Promis depuis de longues années, le nouvel abreuvoir gazier de la mer Caspienne tarde lui à se matérialiser. Les projets de gazoducs dans le "couloir sud" évitant la Russie ont certes un peu avancé, mais devront subir la concurrence de South Stream, le gazoduc soutenu par Gazprom qui doit être inauguré en 2015.

La Norvège, qui espère accroître légèrement ou du moins conforter sa production gazière d'ici à 2020, pourrait profiter d'un positionnement plus méfiant de l'Europe à l'égard de Moscou. Déjà devenu brièvement en 2012 premier fournisseur de l'UE devant la Russie, le royaume scandinave pourrait encore grappiller quelques points de parts de marché, selon des analystes.

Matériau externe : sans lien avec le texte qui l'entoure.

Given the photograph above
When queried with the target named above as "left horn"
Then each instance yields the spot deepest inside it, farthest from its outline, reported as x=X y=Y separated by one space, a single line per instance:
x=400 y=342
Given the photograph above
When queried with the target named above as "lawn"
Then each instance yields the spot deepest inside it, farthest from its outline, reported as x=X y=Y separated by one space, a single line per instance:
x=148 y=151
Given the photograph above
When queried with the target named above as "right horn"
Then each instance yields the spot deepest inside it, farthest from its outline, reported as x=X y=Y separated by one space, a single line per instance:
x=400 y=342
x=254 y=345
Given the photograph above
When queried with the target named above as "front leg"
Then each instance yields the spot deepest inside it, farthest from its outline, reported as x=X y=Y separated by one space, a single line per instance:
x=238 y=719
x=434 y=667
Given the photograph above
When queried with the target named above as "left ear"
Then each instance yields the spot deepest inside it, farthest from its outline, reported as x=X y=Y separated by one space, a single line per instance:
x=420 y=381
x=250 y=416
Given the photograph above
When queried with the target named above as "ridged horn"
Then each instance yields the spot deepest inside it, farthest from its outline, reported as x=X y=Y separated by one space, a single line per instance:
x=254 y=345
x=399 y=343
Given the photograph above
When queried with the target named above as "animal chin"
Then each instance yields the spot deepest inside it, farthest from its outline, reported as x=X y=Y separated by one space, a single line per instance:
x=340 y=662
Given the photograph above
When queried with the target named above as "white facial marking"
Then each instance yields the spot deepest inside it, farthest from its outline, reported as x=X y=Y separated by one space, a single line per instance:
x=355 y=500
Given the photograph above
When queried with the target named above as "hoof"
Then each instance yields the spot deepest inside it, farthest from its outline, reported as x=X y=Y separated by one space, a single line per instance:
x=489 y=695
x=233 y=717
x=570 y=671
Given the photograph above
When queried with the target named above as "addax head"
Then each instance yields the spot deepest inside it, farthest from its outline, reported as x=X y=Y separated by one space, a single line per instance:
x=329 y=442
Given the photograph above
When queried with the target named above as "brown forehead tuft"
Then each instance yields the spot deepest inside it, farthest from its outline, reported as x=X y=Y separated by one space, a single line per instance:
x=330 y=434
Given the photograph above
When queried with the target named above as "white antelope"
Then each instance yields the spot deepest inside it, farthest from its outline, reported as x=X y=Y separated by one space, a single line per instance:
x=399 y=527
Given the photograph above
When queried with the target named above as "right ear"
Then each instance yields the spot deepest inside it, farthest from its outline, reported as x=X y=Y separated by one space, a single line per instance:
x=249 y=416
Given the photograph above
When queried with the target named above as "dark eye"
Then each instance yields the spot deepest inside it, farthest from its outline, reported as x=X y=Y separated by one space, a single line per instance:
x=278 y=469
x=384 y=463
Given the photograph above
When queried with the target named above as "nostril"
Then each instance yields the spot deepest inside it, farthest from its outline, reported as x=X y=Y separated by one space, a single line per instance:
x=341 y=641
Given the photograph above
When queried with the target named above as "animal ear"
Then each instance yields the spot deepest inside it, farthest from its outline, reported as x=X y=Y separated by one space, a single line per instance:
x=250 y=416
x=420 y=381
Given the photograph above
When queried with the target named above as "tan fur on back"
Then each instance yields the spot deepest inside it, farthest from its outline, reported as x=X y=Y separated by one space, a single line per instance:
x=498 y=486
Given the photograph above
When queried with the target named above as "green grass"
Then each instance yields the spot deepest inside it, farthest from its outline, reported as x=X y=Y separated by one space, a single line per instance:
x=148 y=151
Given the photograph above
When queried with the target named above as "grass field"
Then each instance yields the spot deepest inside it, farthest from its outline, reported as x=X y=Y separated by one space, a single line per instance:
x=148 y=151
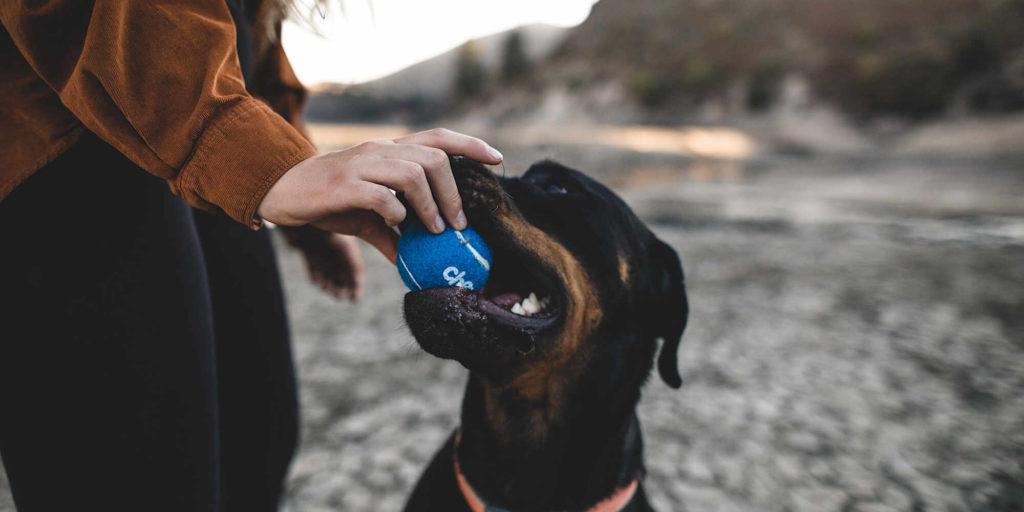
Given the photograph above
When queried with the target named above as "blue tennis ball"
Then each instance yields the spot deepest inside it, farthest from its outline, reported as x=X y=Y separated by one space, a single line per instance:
x=450 y=259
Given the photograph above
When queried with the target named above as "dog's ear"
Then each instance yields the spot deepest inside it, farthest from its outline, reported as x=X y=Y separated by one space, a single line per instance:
x=670 y=309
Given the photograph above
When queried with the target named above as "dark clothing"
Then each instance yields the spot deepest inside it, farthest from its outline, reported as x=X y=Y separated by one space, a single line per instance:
x=159 y=81
x=144 y=354
x=144 y=361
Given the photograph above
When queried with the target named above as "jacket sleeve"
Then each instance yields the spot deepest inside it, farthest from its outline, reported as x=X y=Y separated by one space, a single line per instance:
x=161 y=82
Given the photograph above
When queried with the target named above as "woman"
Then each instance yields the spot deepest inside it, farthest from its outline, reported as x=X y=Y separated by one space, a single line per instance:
x=144 y=361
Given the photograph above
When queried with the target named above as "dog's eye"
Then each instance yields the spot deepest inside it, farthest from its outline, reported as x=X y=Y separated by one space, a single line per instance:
x=555 y=188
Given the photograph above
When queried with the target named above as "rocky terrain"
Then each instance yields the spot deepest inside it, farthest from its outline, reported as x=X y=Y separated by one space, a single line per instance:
x=856 y=340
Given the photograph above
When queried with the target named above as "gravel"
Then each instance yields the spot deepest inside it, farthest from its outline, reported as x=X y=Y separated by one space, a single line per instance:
x=856 y=344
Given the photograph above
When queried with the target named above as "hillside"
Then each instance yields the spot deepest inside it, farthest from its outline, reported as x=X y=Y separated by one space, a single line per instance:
x=426 y=89
x=665 y=58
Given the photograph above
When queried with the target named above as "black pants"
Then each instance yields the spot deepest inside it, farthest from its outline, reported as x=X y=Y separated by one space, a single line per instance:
x=144 y=359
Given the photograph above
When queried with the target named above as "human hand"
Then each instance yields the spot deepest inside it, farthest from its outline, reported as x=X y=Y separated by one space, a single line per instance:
x=349 y=192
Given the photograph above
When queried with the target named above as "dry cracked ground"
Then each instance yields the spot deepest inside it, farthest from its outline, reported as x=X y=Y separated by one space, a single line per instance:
x=856 y=343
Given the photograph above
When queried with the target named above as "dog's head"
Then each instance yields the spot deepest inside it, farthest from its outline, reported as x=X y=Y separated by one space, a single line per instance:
x=606 y=288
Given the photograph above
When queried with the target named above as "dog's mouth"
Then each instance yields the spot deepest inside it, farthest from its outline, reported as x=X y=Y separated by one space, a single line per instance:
x=520 y=295
x=521 y=292
x=522 y=300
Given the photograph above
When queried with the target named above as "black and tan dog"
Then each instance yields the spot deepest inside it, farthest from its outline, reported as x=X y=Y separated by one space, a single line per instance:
x=548 y=419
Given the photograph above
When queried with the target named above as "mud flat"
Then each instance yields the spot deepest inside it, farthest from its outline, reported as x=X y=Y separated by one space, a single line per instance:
x=855 y=341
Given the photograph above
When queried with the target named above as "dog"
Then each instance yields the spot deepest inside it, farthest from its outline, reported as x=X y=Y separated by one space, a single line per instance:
x=549 y=414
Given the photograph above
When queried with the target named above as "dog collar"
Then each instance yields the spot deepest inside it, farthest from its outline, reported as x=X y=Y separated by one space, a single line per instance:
x=613 y=503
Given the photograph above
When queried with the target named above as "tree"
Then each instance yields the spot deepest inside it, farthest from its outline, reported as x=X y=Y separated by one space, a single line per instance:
x=515 y=64
x=470 y=75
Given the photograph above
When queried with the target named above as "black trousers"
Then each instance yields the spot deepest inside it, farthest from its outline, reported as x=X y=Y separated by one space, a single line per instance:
x=144 y=358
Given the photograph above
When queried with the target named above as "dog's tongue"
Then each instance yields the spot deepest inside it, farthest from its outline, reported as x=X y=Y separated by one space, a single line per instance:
x=507 y=300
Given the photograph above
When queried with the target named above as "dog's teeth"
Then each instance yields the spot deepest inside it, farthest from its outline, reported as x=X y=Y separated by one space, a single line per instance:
x=530 y=304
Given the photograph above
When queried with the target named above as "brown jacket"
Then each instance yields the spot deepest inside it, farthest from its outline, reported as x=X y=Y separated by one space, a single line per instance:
x=159 y=81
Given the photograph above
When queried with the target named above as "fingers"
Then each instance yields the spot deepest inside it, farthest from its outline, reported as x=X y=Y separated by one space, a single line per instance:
x=377 y=199
x=410 y=177
x=425 y=175
x=455 y=143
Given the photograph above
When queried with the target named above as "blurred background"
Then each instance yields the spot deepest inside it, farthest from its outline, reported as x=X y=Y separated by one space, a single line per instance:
x=843 y=179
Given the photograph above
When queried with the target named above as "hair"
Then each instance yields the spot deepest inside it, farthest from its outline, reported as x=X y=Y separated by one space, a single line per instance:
x=301 y=9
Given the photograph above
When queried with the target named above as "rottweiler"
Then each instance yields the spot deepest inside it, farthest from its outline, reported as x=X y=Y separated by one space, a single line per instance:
x=558 y=344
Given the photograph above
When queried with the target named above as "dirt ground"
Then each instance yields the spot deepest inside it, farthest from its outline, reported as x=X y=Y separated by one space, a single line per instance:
x=856 y=342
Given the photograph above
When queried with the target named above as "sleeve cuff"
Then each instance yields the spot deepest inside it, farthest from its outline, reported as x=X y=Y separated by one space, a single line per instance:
x=244 y=151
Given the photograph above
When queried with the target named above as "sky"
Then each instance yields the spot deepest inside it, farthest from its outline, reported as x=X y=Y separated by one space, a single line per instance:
x=375 y=38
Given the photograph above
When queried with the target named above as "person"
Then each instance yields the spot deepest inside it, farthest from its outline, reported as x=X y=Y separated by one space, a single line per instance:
x=144 y=360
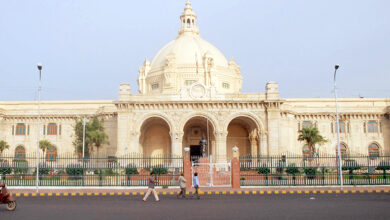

Les récentes découvertes en mer dans l'est de la Méditerranée (Chypre, Israël) ont aussi suscité des espoirs européens.

Mais le regard de l'Europe se tourne de plus en plus de l'autre côté de l'Atlantique, vers les surplus de gaz de schiste des Etats-Unis, devenus premier producteur mondial. D'autant que la prospection de gaz de schiste en Europe s'est avérée décevante ou trop controversée jusqu'à présent.

Les projets d'usines d'exportation de GNL américaines se sont multipliés, bien qu'une seule (Sabine Pass) soit en chantier. Quatre autres sont à un stade d'autorisation relativement avancé.

"Le GNL américain devrait devenir la principale source d'approvisionnement d'urgence dans le monde, ce qui sera particulièrement précieux pour les acheteurs européens", souligne Will Pearson, analyste d'Eurasia.

Mais les premières cargaisons américaines n'arriveront qu'en 2016, "et la mise en route sera progressive", tempère-t-il. D'autant que l'Asie devrait là aussi attirer une bonne partie des méthaniers.

En attendant ce GNL américain, l'Europe reçoit déjà le charbon dont les Etats-Unis n'ont plus autant besoin. Un charbon polluant qui s'est avéré un substitut important au gaz depuis deux ans en Europe.